The Bedford School District previously filed a civil lawsuit against the state, the DOE and other entities seeking adequacy grants owed to the school system from fiscal year 2016.
The court proceeding was prompted after a separate Superior Court ruling last year determined that the state’s cap on adequacy grants to public schools is unconstitutional, and therefore mandated that the Dover school system be rewarded its $1.4 million shortfall owed from the previous fiscal year.
Bedford was hit the hardest from the state’s annual cap on adequacy funding grants. The school system was originally set to obtain about $8.4 million, but instead received less than $4.4 million.
“This notice of decision orders the state pay the total amount over $4 million from fiscal year 2016 to the school district prior to May 1,” Superintendent Chip McGee told the school board this week.
While the ruling, which was issued last week by Judge David Ruoff of Cheshire County Superior Court, could still be appealed, McGee said he is pleased with the court’s decision.
“It was, from my reading, a pretty definitive win for the Bedford School District,” McGee said of the ruling, adding it justified the decision by the school board to pursue litigation.
In Ruoff’s ruling granting summary judgment, Ruoff said “the state was obligated by statute and the New Hampshire Constitution to disburse those funds to the Bedford School District.”
Although fiscal year 2016 has ended, the court maintains that by issuing the adequacy grants that were initially withheld, it will now mitigate the harm caused by the state’s failure to provide a constitutionally adequate education.
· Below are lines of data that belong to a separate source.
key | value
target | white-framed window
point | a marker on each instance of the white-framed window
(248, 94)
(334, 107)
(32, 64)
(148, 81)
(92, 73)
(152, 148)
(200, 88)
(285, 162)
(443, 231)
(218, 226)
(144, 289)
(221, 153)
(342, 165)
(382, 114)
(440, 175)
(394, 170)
“The court finds that an award of attorney’s fees in this matter is appropriate because the state has always promised to pay, yet never has,” ruled Ruoff. “It even made such representations in order to prevent the filing of the suit.
“This lawsuit was necessary to enforce compliance with the statute and to compel the state to comply with promises and representations it made … ,” stated Ruoff, ordering the funds to be distributed to the district within 30 days of April 1.
McGee remains optimistic, but warned school officials that a motion for reconsideration could potentially be filed by the state or the DOE.
“Right now we are waiting to see what they do,” he said, adding the taxpayers of Bedford should still be informed about the case and the recent ruling.